Ban Soon-taek visits a UNICEF-supported school for working children in Bangladesh
By Zafrin Chowdhury
DHAKA, Bangladesh, 17 November 2008 – Ban Soon-taek, wife of UN Secretary-General Ban Ki-moon, recently visited a UNICEF-supported learning centre for working children in Bangladesh. The Jamuna 10 Learning Centre in Dhaka is part of UNICEF's ‘Basic Education for Hard-to-Reach Urban Working Children’ project, which is being implemented in six Bangladeshi cities.
At the centre, the children attend school after they finish work for the day. They are able to study English, math and Bangla, as well as receive life-skills training. Mrs.

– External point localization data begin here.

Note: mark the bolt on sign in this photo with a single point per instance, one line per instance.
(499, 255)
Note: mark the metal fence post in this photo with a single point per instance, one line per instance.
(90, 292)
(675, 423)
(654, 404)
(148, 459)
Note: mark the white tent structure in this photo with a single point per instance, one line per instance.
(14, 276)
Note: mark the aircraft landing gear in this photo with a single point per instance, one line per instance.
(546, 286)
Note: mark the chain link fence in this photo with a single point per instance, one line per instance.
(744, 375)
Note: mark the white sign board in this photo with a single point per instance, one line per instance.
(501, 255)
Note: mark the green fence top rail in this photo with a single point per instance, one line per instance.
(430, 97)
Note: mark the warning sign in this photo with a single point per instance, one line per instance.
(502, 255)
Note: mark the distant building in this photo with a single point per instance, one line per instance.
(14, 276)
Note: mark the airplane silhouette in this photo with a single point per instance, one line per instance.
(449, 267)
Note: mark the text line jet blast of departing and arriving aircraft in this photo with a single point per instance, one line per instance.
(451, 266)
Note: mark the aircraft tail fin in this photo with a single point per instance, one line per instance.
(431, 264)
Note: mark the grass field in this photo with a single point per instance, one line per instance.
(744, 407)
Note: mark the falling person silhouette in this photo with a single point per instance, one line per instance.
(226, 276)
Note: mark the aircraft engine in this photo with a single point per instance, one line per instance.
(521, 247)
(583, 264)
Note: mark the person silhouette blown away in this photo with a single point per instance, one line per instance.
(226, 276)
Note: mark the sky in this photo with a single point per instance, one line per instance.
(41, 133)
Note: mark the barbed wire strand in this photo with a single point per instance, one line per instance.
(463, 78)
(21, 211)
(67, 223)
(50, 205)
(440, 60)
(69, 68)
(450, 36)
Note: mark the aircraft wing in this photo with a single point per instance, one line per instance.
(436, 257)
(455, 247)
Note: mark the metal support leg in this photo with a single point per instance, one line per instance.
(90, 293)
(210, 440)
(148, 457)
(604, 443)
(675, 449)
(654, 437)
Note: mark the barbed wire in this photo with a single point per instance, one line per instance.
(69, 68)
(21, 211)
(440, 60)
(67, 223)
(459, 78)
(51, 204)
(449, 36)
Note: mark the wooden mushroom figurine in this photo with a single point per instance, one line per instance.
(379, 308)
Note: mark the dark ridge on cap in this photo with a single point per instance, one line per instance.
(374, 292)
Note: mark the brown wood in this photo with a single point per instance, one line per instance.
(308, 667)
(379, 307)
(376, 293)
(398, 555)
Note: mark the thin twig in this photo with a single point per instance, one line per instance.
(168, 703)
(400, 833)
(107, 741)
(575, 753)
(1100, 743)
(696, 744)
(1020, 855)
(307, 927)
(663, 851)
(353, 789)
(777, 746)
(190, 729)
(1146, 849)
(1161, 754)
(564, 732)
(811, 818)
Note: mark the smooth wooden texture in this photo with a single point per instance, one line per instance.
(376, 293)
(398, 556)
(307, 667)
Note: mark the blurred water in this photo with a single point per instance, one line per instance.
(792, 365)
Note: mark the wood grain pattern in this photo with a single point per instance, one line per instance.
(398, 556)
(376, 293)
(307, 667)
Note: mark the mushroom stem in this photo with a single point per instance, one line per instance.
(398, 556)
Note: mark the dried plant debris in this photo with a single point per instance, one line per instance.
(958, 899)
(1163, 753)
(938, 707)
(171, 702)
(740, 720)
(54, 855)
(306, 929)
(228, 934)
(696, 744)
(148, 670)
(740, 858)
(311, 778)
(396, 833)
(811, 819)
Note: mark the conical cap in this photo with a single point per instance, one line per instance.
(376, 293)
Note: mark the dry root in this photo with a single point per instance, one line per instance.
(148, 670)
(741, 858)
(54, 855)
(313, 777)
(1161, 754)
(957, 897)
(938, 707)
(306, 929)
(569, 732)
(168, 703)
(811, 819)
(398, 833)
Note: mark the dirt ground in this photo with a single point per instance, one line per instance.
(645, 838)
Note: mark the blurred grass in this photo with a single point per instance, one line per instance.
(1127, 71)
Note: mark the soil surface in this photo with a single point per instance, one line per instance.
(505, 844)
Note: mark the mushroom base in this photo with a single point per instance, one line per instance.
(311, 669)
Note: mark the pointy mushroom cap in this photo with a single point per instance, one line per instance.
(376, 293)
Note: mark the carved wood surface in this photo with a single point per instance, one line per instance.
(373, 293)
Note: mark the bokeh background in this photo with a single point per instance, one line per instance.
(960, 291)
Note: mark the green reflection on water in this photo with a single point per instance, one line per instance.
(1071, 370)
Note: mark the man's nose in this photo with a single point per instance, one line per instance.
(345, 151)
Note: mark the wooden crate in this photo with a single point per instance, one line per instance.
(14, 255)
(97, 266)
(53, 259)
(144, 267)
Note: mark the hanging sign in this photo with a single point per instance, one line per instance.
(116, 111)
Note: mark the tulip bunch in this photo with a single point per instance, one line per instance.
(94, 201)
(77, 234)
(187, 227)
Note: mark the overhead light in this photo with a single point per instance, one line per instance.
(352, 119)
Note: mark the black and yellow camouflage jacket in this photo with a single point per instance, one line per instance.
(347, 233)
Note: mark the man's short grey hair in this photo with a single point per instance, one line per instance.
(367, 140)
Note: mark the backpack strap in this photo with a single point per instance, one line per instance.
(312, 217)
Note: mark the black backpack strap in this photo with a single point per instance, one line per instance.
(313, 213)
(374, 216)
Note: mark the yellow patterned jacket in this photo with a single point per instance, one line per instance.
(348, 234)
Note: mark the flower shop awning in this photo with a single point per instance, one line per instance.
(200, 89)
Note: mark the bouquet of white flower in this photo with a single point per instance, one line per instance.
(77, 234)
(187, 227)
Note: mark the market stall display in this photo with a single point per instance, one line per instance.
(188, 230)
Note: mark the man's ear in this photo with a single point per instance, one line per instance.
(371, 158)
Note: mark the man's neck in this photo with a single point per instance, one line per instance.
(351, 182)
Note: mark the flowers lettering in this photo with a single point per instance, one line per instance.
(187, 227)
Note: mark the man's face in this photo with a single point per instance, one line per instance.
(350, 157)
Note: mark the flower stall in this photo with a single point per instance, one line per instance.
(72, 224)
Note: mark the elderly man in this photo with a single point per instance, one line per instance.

Ban heartily commended the children's interest in a better future through education, despite the difficult realities of their lives.
“I am deeply moved by how hard you are working to continue your education after working for hours every day to help your families,” she said.
A total of 6,600 centres have been established in Bangladesh, targeting 166,000 child labourers between the ages of 10 to 14 who are not receiving a formal education because they work to support themselves and their families. The project is funded by UNICEF in partnership with the Canadian International Development Agency and the Swedish International Development Cooperation Agency.
"There are more girls than boys in most learning centres. We want to include and empower more girls," explained UNICEF Bangladesh Chief of Education Nabendra Dahal. "The challenge is to make the learners stay on to complete the 40-month course. Many drop out because of high rates of mobility and rising demands on their earning."
The Project Director of the Bureau of Non-Formal Education, Rezaul Quader, toured the learning centre with Mrs. Ban, who observed the students' various study groups and activities.
"I am impressed to see your perseverance under difficult circumstances," Mrs. Ban told the children. "I encourage you to keep it up. And I thank the Government of Bangladesh, the implementing NGO and UNICEF for creating learning opportunities for the working children."
'Anything is possible'
Mrs. Ban spoke to individual students, asking them each their name and age and inquiring about their lessons, families and jobs.
The children, who work at various jobs such as selling vegetables or making handicrafts, told her they have to work for an average of six hours every day to earn approximately $8.
"I will tell you a true story," said Mrs. Ban. "When my husband, the UN Secretary-General, was a child, he did not have a desk to study on and he often studied under a tree. If you work hard and stay focused on your future, anything is possible, and you can one day realize your dreams and reach your goals."